More Authentic Than Thou

Rita has an amusing post about the DCist debate over whether the Maine Avenue Fish Market is "authentically urban" enough. In the comments, she connects these arguments (People get shot on my block!) with the current vogue for (fake) abuse memoirs and sensationalistic YA lit. She writes:
I think the conflation of 'real' with 'miserable' has something in common with the way that young adult books are praised for their realism when they include characters who suffer ever[y] trauma known to man all at once, or why people are so into memoirs of horrible lives. The idea that horrible things are a reality for somebody somewhere (or, millions of people everywhere, as we are often told) seems to weigh heavily on people whose lives are not horrible, in a way that convinces them that the answer is to voluntarily give up (or claim to give up) all their pleasures in exchange for horrors. In some ways, maybe an ancient impulse--asceticism, for example. But in some way, maybe new, since I don't think that ascetics don't deny the reality of a better life, and I've always associated asceticism w/isolation, not weird downtrodden group identification. Also, I don't think asceticism was ever hip.
I think the asceticism parallel is spot-on. These people aren't just after group-identification; they want purity. It's a fundamentally religious impulse--as James Poulos explains here in a slightly different context (hipsters who start farms).
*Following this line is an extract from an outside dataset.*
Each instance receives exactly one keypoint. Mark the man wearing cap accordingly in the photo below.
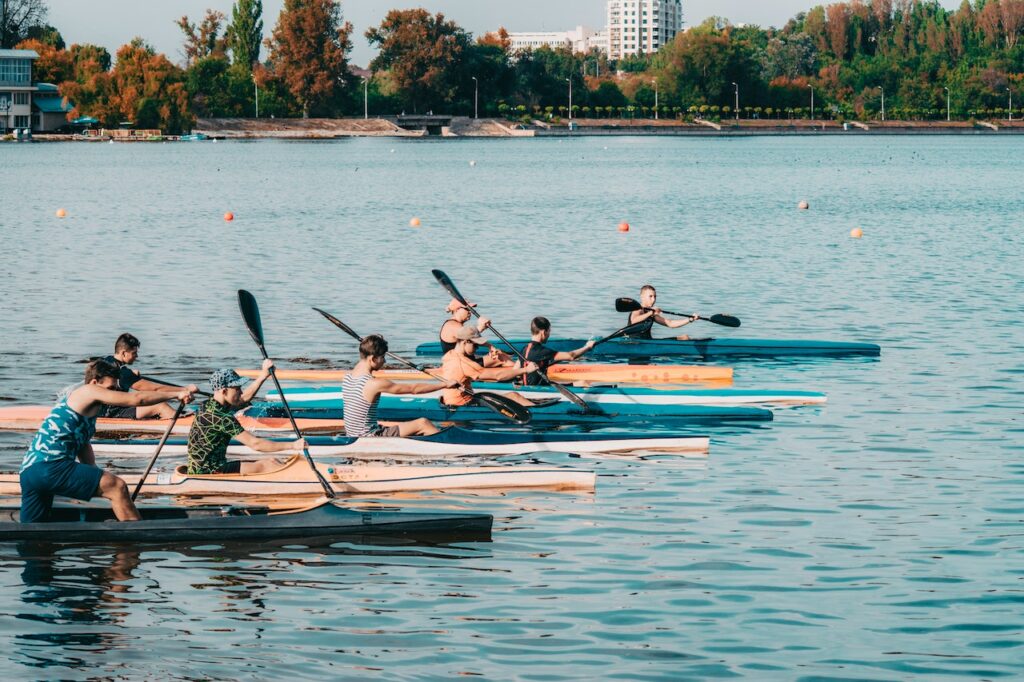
(460, 367)
(215, 426)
P.S. Rita has an unpublished article on YA lit just lying around. You all should encourage her to do something with it.

RELATED: Daniel Mendelsohn on fake memoirs.

Labels:

posted by Cheryl  # 3:26 PM


Comments:
I take credit for this post label.
 
No, I'm giving it to Phoebe.
 
Mean.
 
I think it might actually go to fellow UChicago alum Nick Dahmann. Didn't he start the First World Problems facebook group?
 
Just as long as Rita doesn't get it.